Skin aging can be divided into photoaging and chronological aging. Photoaging is induced by damage to human skin attributable to repeated exposure to ultraviolet (UV) irradiation, while intrinsic aging occurs with increasing age and is strongly associated with genetic factors (1). Photoaging (extrinsic aging) is characterized by morphological changes that include deep wrinkles and loss of elasticity, as well as histological changes such as connective-tissue alterations. These alterations are considered the result of collagen destruction by UV-induced matrix metalloproteinases (MMPs) secreted from epidermal keratinocytes and dermal fibroblasts (2).
Fatty acids are essential components of natural lipids, which determine the physiological structure and function of the human skin (3). They are present in the epidermis, especially in the stratum corneum, the outermost layer, and cell membranes (4). Many effects of fatty acids can be linked to changes in membrane lipid composition affecting cell signaling mechanisms originating from membranes (5).
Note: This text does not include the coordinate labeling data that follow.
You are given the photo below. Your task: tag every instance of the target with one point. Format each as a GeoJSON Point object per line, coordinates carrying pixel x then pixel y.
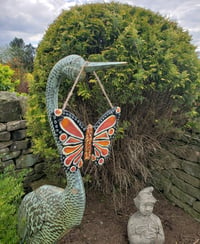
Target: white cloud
{"type": "Point", "coordinates": [29, 19]}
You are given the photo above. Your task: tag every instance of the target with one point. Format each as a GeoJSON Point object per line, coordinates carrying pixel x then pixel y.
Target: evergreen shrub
{"type": "Point", "coordinates": [158, 90]}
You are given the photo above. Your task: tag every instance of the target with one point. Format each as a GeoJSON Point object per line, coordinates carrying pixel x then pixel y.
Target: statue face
{"type": "Point", "coordinates": [146, 209]}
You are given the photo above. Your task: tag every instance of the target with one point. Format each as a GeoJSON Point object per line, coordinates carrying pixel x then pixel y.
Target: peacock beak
{"type": "Point", "coordinates": [93, 66]}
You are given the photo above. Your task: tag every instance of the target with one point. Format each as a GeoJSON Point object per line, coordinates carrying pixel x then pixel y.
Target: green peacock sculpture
{"type": "Point", "coordinates": [49, 212]}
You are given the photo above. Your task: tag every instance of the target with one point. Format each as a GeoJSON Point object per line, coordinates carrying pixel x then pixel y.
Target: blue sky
{"type": "Point", "coordinates": [29, 19]}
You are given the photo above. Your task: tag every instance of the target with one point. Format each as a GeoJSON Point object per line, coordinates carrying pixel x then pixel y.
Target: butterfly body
{"type": "Point", "coordinates": [80, 143]}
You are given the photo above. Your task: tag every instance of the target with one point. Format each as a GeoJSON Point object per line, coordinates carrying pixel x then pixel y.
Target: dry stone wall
{"type": "Point", "coordinates": [15, 145]}
{"type": "Point", "coordinates": [176, 167]}
{"type": "Point", "coordinates": [177, 173]}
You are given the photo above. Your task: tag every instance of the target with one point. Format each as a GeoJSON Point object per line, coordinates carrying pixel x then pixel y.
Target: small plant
{"type": "Point", "coordinates": [11, 189]}
{"type": "Point", "coordinates": [6, 75]}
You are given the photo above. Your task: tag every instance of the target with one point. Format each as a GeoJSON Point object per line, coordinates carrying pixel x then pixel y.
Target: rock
{"type": "Point", "coordinates": [19, 135]}
{"type": "Point", "coordinates": [5, 136]}
{"type": "Point", "coordinates": [191, 168]}
{"type": "Point", "coordinates": [26, 161]}
{"type": "Point", "coordinates": [185, 187]}
{"type": "Point", "coordinates": [182, 196]}
{"type": "Point", "coordinates": [5, 144]}
{"type": "Point", "coordinates": [196, 206]}
{"type": "Point", "coordinates": [16, 125]}
{"type": "Point", "coordinates": [39, 167]}
{"type": "Point", "coordinates": [20, 145]}
{"type": "Point", "coordinates": [2, 127]}
{"type": "Point", "coordinates": [187, 178]}
{"type": "Point", "coordinates": [10, 107]}
{"type": "Point", "coordinates": [10, 155]}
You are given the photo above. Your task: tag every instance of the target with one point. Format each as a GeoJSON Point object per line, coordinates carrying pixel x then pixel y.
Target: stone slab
{"type": "Point", "coordinates": [16, 125]}
{"type": "Point", "coordinates": [5, 136]}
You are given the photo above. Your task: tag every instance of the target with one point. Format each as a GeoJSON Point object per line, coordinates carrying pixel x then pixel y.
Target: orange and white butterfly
{"type": "Point", "coordinates": [81, 143]}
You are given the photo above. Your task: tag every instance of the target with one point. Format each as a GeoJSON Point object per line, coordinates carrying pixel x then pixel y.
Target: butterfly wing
{"type": "Point", "coordinates": [69, 132]}
{"type": "Point", "coordinates": [104, 131]}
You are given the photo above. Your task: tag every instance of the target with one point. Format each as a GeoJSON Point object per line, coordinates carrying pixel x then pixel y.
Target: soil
{"type": "Point", "coordinates": [103, 225]}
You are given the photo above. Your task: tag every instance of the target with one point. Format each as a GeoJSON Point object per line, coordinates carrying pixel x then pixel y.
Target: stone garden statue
{"type": "Point", "coordinates": [49, 212]}
{"type": "Point", "coordinates": [144, 227]}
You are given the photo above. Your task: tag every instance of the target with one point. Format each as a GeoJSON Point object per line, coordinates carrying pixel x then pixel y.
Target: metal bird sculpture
{"type": "Point", "coordinates": [49, 212]}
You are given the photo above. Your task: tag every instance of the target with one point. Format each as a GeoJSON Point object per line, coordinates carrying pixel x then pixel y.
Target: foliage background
{"type": "Point", "coordinates": [158, 90]}
{"type": "Point", "coordinates": [11, 189]}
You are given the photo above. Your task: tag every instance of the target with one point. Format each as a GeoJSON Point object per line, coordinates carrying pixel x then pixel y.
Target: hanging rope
{"type": "Point", "coordinates": [72, 89]}
{"type": "Point", "coordinates": [103, 90]}
{"type": "Point", "coordinates": [75, 83]}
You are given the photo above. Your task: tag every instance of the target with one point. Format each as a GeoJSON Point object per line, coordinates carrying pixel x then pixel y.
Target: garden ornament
{"type": "Point", "coordinates": [144, 227]}
{"type": "Point", "coordinates": [49, 212]}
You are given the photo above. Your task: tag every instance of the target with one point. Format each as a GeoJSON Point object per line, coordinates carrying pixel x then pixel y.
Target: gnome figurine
{"type": "Point", "coordinates": [144, 227]}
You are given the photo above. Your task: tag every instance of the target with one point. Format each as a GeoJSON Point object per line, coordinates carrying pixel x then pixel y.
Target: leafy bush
{"type": "Point", "coordinates": [6, 83]}
{"type": "Point", "coordinates": [159, 84]}
{"type": "Point", "coordinates": [11, 192]}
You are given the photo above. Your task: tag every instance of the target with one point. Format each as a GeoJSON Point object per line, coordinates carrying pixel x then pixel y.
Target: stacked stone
{"type": "Point", "coordinates": [179, 174]}
{"type": "Point", "coordinates": [15, 145]}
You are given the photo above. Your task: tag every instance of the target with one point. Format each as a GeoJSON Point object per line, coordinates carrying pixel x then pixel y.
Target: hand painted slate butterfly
{"type": "Point", "coordinates": [84, 143]}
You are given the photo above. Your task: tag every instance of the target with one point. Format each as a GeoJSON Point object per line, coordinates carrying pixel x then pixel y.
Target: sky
{"type": "Point", "coordinates": [29, 19]}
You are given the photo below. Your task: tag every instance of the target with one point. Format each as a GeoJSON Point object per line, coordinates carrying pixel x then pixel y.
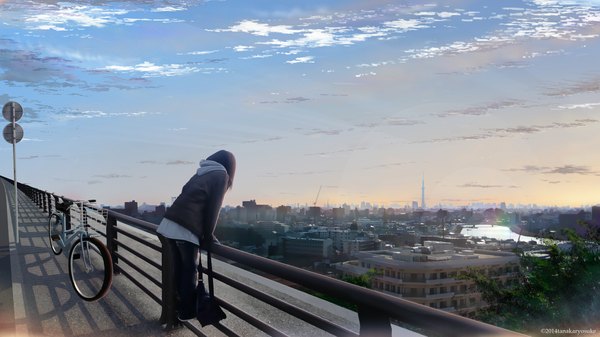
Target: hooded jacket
{"type": "Point", "coordinates": [197, 207]}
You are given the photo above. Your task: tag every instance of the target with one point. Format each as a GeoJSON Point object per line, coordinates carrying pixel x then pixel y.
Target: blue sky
{"type": "Point", "coordinates": [491, 101]}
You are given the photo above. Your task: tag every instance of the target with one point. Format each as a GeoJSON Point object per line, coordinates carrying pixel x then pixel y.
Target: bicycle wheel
{"type": "Point", "coordinates": [54, 231]}
{"type": "Point", "coordinates": [90, 268]}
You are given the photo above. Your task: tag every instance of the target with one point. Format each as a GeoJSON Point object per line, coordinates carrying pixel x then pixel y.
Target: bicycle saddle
{"type": "Point", "coordinates": [63, 206]}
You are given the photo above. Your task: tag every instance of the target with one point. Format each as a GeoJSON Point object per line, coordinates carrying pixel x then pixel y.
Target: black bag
{"type": "Point", "coordinates": [208, 312]}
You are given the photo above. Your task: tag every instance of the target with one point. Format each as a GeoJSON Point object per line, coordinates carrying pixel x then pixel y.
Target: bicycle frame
{"type": "Point", "coordinates": [69, 236]}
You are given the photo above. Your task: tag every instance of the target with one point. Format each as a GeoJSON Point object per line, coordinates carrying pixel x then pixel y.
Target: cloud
{"type": "Point", "coordinates": [168, 9]}
{"type": "Point", "coordinates": [180, 162]}
{"type": "Point", "coordinates": [199, 52]}
{"type": "Point", "coordinates": [390, 121]}
{"type": "Point", "coordinates": [518, 130]}
{"type": "Point", "coordinates": [63, 16]}
{"type": "Point", "coordinates": [297, 99]}
{"type": "Point", "coordinates": [572, 169]}
{"type": "Point", "coordinates": [386, 165]}
{"type": "Point", "coordinates": [89, 114]}
{"type": "Point", "coordinates": [40, 157]}
{"type": "Point", "coordinates": [579, 87]}
{"type": "Point", "coordinates": [289, 100]}
{"type": "Point", "coordinates": [304, 59]}
{"type": "Point", "coordinates": [112, 176]}
{"type": "Point", "coordinates": [563, 170]}
{"type": "Point", "coordinates": [270, 139]}
{"type": "Point", "coordinates": [481, 109]}
{"type": "Point", "coordinates": [331, 132]}
{"type": "Point", "coordinates": [149, 69]}
{"type": "Point", "coordinates": [241, 48]}
{"type": "Point", "coordinates": [477, 185]}
{"type": "Point", "coordinates": [328, 153]}
{"type": "Point", "coordinates": [297, 173]}
{"type": "Point", "coordinates": [579, 106]}
{"type": "Point", "coordinates": [256, 28]}
{"type": "Point", "coordinates": [528, 168]}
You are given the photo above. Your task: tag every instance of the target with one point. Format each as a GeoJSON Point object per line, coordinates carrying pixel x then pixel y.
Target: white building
{"type": "Point", "coordinates": [430, 274]}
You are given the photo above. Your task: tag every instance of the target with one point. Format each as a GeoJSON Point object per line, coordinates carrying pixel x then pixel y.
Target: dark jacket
{"type": "Point", "coordinates": [197, 207]}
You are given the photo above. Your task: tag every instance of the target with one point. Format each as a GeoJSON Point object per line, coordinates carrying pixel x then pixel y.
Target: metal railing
{"type": "Point", "coordinates": [376, 310]}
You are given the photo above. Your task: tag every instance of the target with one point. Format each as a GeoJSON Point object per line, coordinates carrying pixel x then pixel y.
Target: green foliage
{"type": "Point", "coordinates": [559, 291]}
{"type": "Point", "coordinates": [363, 280]}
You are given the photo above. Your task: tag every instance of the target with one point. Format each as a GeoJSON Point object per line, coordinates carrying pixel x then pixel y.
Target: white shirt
{"type": "Point", "coordinates": [172, 230]}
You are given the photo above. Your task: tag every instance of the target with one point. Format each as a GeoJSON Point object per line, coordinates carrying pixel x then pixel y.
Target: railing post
{"type": "Point", "coordinates": [44, 199]}
{"type": "Point", "coordinates": [373, 323]}
{"type": "Point", "coordinates": [111, 243]}
{"type": "Point", "coordinates": [168, 315]}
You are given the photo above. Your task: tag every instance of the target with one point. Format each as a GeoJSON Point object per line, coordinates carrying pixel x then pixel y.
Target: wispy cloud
{"type": "Point", "coordinates": [572, 169]}
{"type": "Point", "coordinates": [88, 114]}
{"type": "Point", "coordinates": [485, 186]}
{"type": "Point", "coordinates": [585, 86]}
{"type": "Point", "coordinates": [569, 169]}
{"type": "Point", "coordinates": [481, 109]}
{"type": "Point", "coordinates": [112, 176]}
{"type": "Point", "coordinates": [304, 59]}
{"type": "Point", "coordinates": [149, 69]}
{"type": "Point", "coordinates": [514, 131]}
{"type": "Point", "coordinates": [180, 162]}
{"type": "Point", "coordinates": [199, 52]}
{"type": "Point", "coordinates": [343, 151]}
{"type": "Point", "coordinates": [579, 106]}
{"type": "Point", "coordinates": [171, 162]}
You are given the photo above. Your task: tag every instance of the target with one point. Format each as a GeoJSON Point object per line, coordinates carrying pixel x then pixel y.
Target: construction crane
{"type": "Point", "coordinates": [317, 198]}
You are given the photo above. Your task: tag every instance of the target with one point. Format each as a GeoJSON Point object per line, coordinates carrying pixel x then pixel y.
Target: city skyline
{"type": "Point", "coordinates": [348, 100]}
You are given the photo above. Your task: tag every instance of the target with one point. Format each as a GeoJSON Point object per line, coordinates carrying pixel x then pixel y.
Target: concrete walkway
{"type": "Point", "coordinates": [37, 299]}
{"type": "Point", "coordinates": [36, 296]}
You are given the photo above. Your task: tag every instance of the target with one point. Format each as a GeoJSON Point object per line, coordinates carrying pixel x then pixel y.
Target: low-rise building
{"type": "Point", "coordinates": [431, 274]}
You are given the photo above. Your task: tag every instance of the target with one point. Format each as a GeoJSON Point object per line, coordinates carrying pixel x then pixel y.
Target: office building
{"type": "Point", "coordinates": [429, 274]}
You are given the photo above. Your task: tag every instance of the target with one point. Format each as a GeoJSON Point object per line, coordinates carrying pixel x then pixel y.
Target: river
{"type": "Point", "coordinates": [496, 231]}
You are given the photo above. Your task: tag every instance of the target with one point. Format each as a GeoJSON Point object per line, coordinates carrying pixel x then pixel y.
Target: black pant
{"type": "Point", "coordinates": [186, 261]}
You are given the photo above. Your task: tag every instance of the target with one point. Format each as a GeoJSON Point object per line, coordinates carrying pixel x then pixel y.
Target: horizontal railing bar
{"type": "Point", "coordinates": [139, 255]}
{"type": "Point", "coordinates": [286, 307]}
{"type": "Point", "coordinates": [138, 269]}
{"type": "Point", "coordinates": [271, 331]}
{"type": "Point", "coordinates": [225, 330]}
{"type": "Point", "coordinates": [138, 223]}
{"type": "Point", "coordinates": [194, 329]}
{"type": "Point", "coordinates": [139, 285]}
{"type": "Point", "coordinates": [135, 238]}
{"type": "Point", "coordinates": [408, 312]}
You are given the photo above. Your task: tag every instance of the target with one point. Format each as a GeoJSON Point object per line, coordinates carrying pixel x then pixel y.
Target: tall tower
{"type": "Point", "coordinates": [423, 192]}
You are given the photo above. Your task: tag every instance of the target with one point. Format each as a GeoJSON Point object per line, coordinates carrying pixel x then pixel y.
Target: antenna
{"type": "Point", "coordinates": [317, 198]}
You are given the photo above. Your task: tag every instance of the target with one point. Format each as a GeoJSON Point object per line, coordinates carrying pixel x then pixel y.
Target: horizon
{"type": "Point", "coordinates": [349, 100]}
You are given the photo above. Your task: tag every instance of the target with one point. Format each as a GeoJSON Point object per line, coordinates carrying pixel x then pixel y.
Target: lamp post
{"type": "Point", "coordinates": [13, 133]}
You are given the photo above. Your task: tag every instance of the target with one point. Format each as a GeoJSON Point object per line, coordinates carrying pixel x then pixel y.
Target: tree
{"type": "Point", "coordinates": [558, 291]}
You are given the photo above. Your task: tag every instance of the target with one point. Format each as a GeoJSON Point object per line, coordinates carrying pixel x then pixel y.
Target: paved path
{"type": "Point", "coordinates": [37, 299]}
{"type": "Point", "coordinates": [36, 296]}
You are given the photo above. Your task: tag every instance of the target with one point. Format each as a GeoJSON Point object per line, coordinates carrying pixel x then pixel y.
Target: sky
{"type": "Point", "coordinates": [487, 101]}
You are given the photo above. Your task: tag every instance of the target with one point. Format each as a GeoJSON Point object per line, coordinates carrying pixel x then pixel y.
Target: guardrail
{"type": "Point", "coordinates": [376, 310]}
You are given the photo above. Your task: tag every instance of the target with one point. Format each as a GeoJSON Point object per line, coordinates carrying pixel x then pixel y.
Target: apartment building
{"type": "Point", "coordinates": [429, 274]}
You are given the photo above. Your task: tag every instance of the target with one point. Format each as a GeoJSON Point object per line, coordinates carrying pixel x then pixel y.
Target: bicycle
{"type": "Point", "coordinates": [90, 263]}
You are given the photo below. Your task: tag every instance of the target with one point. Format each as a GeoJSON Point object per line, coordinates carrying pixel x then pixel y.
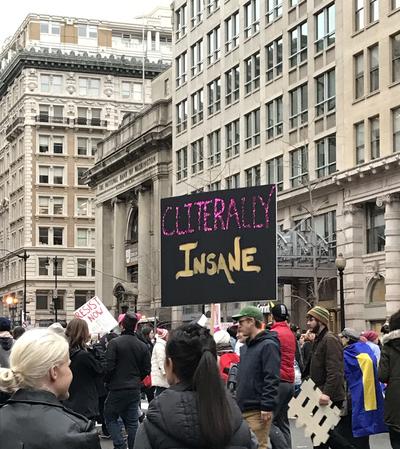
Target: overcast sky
{"type": "Point", "coordinates": [117, 10]}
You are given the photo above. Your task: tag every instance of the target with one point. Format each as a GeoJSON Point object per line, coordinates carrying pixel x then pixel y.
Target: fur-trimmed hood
{"type": "Point", "coordinates": [394, 335]}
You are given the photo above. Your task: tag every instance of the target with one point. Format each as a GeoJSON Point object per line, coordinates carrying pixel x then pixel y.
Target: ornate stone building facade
{"type": "Point", "coordinates": [131, 174]}
{"type": "Point", "coordinates": [65, 84]}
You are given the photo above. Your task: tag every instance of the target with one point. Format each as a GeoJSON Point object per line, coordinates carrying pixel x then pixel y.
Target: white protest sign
{"type": "Point", "coordinates": [96, 314]}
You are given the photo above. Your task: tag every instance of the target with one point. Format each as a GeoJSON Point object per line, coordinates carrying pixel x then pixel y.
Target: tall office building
{"type": "Point", "coordinates": [65, 83]}
{"type": "Point", "coordinates": [304, 94]}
Skin aging may influence epidermal lipids and free fatty acid composition, and their physiological functions may be involved in aging process. Therefore, in the present study, we investigated the alteration of fatty acid composition in the epidermis by skin aging process and acute UV irradiation in human skin in vivo.
Fatty acids are classified as saturated fatty acid (SFA), monounsaturated fatty acid (MUPA), and polyunsaturated fatty acid (PUFA). Omega-3 (n-3), omega-6 (n-6), and omega-9 (n-9) unsaturated fatty acid structures are based on the position of the first double bond at the third, sixth or ninth position from the methyl (omega) terminal of the aliphatic carbon chain (6). To investigate the alteration of fatty acid composition by intrinsic aging process, young human (21-33 yr, n=4) buttock skin and aged human (70-75 yr, n=4) buttock skin were obtained by punch biopsy. Then the epidermis was separated from dermis and total lipids were extracted with chroloform/methanol/water (1:2:0.8, v/v/v). Fatty acids were analyzed by typical gas chromatography.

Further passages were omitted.